| Prove me wrong if it is so obvious. As the people at OpenAI have rightly said, AGI is a compute-gated problem. It is a problem that can only be solved with very, very large amounts of compute. The world has some total amount of computing power in terms of silicon based computation. For AGI to happen, there are two requirements: that this total be equal or greater than some theoretical threshold value for AGI and that the computing power is consolidated. So in layman’s terms, you have to have a lot of computers and they have to be connected in such a way as to efficiently share their compute. AGI will never come about if every individual computer were used to do research by separate entities but if all of those computers were connected into a single virtual computer, AGI might be discovered with them. So clearly in order to prevent AGI, the best thing to do would be to address these two aspects. Prevent the total computing power of the world from growing and prevent computers from forming virtual meta-computers. Both of these tasks are in principle extremely easy. Chip fabs are huge and expensive. Nobody is fabricating chips in their garage. This is just a hard fact. There aren’t that many fabs in the world and they are all highly susceptible to regulation. This isn’t prohibition of alcohol so please don’t confuse yourself. Nobody will be brewing chips in their cellar. Let’s imagine that you could not regulate cloud computing. Let’s say the only way to prevent computers from offering their compute on a virtual market was to shut down the internet. This by default is the hardest way to solve the second aspect of the AGI problem and even it is very easy. This is because the internet is a large fragile collection of infrastructure that depends heavily on government cooperation. Nobody is going to string a fiber backbone for black market internet. ISPs cannot exist without regulatory approval. If there were political awareness and motivation, and it was a global phenomenon, yes, it would be extremely easy to do what I’ve described.
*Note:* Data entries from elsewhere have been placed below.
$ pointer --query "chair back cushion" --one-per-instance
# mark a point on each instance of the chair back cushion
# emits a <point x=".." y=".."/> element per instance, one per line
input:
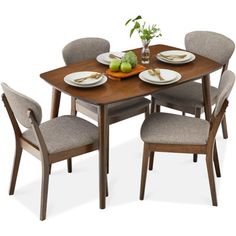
<point x="20" y="104"/>
<point x="225" y="87"/>
<point x="84" y="49"/>
<point x="211" y="45"/>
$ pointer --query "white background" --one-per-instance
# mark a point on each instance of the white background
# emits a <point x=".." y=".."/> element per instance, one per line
<point x="177" y="200"/>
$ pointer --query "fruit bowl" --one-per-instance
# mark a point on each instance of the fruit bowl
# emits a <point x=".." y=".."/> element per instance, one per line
<point x="118" y="75"/>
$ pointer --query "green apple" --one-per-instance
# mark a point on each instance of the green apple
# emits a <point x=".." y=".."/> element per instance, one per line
<point x="115" y="64"/>
<point x="125" y="67"/>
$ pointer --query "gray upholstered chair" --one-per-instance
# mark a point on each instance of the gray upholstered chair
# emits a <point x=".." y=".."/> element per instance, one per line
<point x="52" y="141"/>
<point x="89" y="48"/>
<point x="164" y="132"/>
<point x="188" y="97"/>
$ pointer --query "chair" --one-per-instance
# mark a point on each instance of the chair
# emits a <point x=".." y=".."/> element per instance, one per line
<point x="188" y="97"/>
<point x="52" y="141"/>
<point x="89" y="48"/>
<point x="165" y="132"/>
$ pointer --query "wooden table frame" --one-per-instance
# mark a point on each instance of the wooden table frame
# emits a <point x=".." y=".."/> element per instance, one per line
<point x="115" y="91"/>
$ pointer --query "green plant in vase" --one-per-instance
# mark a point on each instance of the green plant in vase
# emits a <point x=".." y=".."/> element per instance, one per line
<point x="146" y="34"/>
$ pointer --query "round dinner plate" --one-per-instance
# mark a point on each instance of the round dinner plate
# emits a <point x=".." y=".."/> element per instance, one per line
<point x="174" y="76"/>
<point x="88" y="83"/>
<point x="105" y="59"/>
<point x="188" y="57"/>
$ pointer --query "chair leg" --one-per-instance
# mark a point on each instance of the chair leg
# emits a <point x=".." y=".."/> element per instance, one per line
<point x="151" y="160"/>
<point x="224" y="128"/>
<point x="216" y="161"/>
<point x="15" y="168"/>
<point x="210" y="171"/>
<point x="194" y="157"/>
<point x="50" y="168"/>
<point x="44" y="191"/>
<point x="107" y="193"/>
<point x="146" y="114"/>
<point x="108" y="130"/>
<point x="69" y="165"/>
<point x="153" y="105"/>
<point x="73" y="110"/>
<point x="197" y="115"/>
<point x="144" y="171"/>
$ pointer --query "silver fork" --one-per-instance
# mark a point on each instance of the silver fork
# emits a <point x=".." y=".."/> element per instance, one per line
<point x="92" y="76"/>
<point x="156" y="72"/>
<point x="112" y="56"/>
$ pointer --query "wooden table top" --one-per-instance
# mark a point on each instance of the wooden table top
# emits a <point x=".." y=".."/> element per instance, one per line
<point x="114" y="91"/>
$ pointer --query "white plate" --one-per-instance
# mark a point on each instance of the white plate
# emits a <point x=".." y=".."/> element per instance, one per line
<point x="144" y="76"/>
<point x="99" y="82"/>
<point x="189" y="57"/>
<point x="105" y="59"/>
<point x="82" y="74"/>
<point x="167" y="75"/>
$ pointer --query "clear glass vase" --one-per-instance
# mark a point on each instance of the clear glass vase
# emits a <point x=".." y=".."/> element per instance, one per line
<point x="145" y="51"/>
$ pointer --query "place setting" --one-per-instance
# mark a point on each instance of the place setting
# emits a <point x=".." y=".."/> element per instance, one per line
<point x="160" y="76"/>
<point x="106" y="58"/>
<point x="85" y="79"/>
<point x="176" y="57"/>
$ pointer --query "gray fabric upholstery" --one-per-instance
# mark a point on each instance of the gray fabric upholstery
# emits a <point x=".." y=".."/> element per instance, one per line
<point x="119" y="107"/>
<point x="211" y="45"/>
<point x="84" y="49"/>
<point x="187" y="97"/>
<point x="20" y="104"/>
<point x="164" y="128"/>
<point x="65" y="133"/>
<point x="225" y="87"/>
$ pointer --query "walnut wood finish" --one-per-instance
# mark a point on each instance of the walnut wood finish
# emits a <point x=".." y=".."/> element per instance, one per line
<point x="41" y="153"/>
<point x="210" y="150"/>
<point x="114" y="91"/>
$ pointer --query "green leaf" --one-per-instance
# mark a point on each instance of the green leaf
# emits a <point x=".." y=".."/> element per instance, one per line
<point x="137" y="18"/>
<point x="136" y="25"/>
<point x="127" y="22"/>
<point x="131" y="32"/>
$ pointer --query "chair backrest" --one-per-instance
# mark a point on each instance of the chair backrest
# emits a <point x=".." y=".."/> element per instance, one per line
<point x="225" y="87"/>
<point x="84" y="49"/>
<point x="20" y="104"/>
<point x="211" y="45"/>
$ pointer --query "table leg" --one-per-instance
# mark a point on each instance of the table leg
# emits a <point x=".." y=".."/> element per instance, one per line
<point x="103" y="142"/>
<point x="56" y="97"/>
<point x="206" y="89"/>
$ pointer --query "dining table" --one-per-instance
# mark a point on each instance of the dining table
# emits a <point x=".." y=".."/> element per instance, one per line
<point x="120" y="90"/>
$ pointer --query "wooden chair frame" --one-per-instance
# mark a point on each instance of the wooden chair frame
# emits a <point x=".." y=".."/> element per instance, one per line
<point x="209" y="149"/>
<point x="40" y="153"/>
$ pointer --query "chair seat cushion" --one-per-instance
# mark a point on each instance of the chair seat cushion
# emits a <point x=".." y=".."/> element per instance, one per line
<point x="185" y="97"/>
<point x="65" y="133"/>
<point x="165" y="128"/>
<point x="118" y="107"/>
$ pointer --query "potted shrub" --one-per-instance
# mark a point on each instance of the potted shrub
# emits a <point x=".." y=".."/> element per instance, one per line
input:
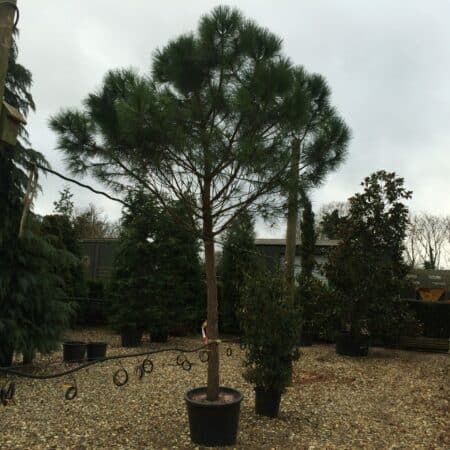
<point x="269" y="319"/>
<point x="367" y="269"/>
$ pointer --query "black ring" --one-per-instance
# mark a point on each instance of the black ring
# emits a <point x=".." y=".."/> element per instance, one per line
<point x="71" y="393"/>
<point x="186" y="365"/>
<point x="139" y="371"/>
<point x="11" y="390"/>
<point x="116" y="377"/>
<point x="147" y="365"/>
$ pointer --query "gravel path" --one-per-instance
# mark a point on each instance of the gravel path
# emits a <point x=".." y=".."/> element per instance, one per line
<point x="392" y="399"/>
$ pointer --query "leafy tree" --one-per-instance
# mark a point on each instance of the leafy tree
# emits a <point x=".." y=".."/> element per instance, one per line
<point x="271" y="332"/>
<point x="238" y="261"/>
<point x="208" y="128"/>
<point x="157" y="280"/>
<point x="367" y="268"/>
<point x="64" y="205"/>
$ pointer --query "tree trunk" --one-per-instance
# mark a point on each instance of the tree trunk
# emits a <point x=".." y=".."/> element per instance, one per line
<point x="292" y="216"/>
<point x="212" y="317"/>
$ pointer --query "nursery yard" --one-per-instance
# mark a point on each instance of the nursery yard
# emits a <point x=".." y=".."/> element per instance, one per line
<point x="392" y="399"/>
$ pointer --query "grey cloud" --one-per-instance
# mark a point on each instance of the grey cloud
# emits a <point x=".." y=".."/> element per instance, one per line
<point x="386" y="62"/>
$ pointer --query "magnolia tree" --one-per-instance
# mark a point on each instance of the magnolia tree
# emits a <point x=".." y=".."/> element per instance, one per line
<point x="207" y="128"/>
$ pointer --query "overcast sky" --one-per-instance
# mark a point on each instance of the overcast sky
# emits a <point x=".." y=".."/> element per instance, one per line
<point x="387" y="63"/>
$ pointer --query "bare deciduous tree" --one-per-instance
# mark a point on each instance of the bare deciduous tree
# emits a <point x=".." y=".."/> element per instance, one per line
<point x="426" y="240"/>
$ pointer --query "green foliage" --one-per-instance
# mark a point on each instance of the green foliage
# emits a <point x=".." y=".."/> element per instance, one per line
<point x="33" y="314"/>
<point x="308" y="239"/>
<point x="367" y="268"/>
<point x="157" y="281"/>
<point x="270" y="323"/>
<point x="64" y="205"/>
<point x="238" y="262"/>
<point x="60" y="233"/>
<point x="212" y="114"/>
<point x="320" y="307"/>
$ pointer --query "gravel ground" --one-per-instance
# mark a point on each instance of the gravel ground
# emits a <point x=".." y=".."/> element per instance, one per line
<point x="392" y="399"/>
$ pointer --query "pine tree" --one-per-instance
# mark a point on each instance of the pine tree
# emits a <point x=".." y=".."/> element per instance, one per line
<point x="208" y="127"/>
<point x="238" y="261"/>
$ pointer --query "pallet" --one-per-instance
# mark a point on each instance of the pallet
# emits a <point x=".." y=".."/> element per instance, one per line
<point x="424" y="343"/>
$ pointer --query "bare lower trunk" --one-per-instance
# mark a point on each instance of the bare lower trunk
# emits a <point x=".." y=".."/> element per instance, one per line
<point x="292" y="217"/>
<point x="213" y="328"/>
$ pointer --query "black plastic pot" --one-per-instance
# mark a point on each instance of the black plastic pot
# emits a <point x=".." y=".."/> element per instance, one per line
<point x="131" y="338"/>
<point x="216" y="423"/>
<point x="267" y="402"/>
<point x="6" y="357"/>
<point x="159" y="337"/>
<point x="74" y="351"/>
<point x="96" y="350"/>
<point x="349" y="345"/>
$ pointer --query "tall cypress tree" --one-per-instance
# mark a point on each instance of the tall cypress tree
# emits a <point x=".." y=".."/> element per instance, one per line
<point x="157" y="280"/>
<point x="32" y="313"/>
<point x="238" y="260"/>
<point x="308" y="238"/>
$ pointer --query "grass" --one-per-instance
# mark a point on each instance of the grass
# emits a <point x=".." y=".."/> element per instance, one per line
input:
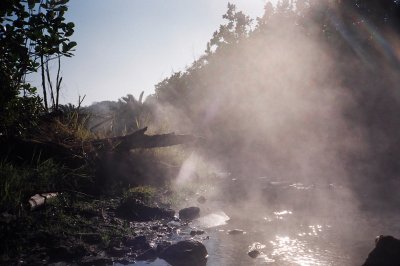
<point x="19" y="182"/>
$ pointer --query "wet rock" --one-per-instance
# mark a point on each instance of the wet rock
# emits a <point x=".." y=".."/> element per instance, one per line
<point x="117" y="251"/>
<point x="96" y="261"/>
<point x="201" y="200"/>
<point x="60" y="254"/>
<point x="187" y="252"/>
<point x="91" y="238"/>
<point x="63" y="253"/>
<point x="385" y="253"/>
<point x="189" y="213"/>
<point x="162" y="246"/>
<point x="196" y="232"/>
<point x="136" y="210"/>
<point x="139" y="242"/>
<point x="236" y="232"/>
<point x="148" y="255"/>
<point x="254" y="253"/>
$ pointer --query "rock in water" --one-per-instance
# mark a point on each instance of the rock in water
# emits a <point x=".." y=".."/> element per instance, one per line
<point x="189" y="214"/>
<point x="254" y="253"/>
<point x="385" y="253"/>
<point x="236" y="232"/>
<point x="201" y="199"/>
<point x="136" y="210"/>
<point x="184" y="253"/>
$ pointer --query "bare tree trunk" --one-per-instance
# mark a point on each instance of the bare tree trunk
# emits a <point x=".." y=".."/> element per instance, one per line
<point x="44" y="84"/>
<point x="50" y="85"/>
<point x="58" y="82"/>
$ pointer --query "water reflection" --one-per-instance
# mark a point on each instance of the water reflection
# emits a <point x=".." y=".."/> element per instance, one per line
<point x="294" y="251"/>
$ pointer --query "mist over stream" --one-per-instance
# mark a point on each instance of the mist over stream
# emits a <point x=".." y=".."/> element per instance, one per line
<point x="306" y="135"/>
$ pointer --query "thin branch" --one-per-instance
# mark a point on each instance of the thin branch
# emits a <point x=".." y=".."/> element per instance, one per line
<point x="58" y="82"/>
<point x="50" y="84"/>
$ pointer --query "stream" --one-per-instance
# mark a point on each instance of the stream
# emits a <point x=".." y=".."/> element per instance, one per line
<point x="288" y="223"/>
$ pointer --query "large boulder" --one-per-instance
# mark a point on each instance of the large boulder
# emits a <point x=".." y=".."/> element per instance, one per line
<point x="385" y="253"/>
<point x="136" y="210"/>
<point x="187" y="252"/>
<point x="189" y="214"/>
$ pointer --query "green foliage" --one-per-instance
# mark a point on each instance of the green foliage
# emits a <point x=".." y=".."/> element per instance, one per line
<point x="32" y="33"/>
<point x="19" y="182"/>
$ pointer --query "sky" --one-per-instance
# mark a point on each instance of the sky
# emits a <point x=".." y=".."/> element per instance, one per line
<point x="128" y="46"/>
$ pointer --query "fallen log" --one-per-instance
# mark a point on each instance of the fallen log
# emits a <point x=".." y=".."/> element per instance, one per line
<point x="74" y="154"/>
<point x="138" y="140"/>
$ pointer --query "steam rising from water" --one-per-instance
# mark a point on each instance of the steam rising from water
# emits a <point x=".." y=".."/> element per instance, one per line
<point x="278" y="107"/>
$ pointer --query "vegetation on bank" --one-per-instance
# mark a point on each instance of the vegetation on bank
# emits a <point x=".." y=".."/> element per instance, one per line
<point x="224" y="96"/>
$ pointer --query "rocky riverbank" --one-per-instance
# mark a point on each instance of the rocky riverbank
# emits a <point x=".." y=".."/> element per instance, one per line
<point x="95" y="232"/>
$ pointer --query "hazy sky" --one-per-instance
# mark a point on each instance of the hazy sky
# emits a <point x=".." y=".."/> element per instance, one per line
<point x="128" y="46"/>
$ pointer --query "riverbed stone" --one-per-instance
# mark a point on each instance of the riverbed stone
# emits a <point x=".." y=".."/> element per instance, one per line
<point x="148" y="255"/>
<point x="236" y="232"/>
<point x="385" y="253"/>
<point x="201" y="199"/>
<point x="91" y="238"/>
<point x="253" y="253"/>
<point x="96" y="261"/>
<point x="196" y="232"/>
<point x="139" y="242"/>
<point x="189" y="213"/>
<point x="136" y="210"/>
<point x="187" y="252"/>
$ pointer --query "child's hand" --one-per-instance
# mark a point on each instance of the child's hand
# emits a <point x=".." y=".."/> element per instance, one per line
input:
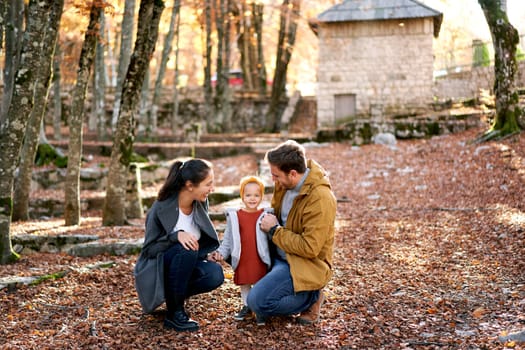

And since AGI is to the detriment of literally all people, it is not a far fetched scenario. And unlike alcohol in the United States, bootlegging would not be a problem. People in the USA think that banning anything whatsoever doesn’t work. It’s just fuzzy thinking, I can assure you. |
If there are N governments in the world, and they all agree to not regulate to not create general AI, then it's strongly in all of their interests to betray the others, create general AI, and capture the economic growth.
Even if general AI is impossible, it's in their interests to develop huge computing capacity, because that's demonstrably economically useful.
You are hypothesizing that's it's easy to get 7 billion people to all agree to co-operate in a game of prisoner's dilemma, when if a small fraction of them choose to betray, they have the potential to capture massive value.
And you want to do this under the premise that AGI might be a problem.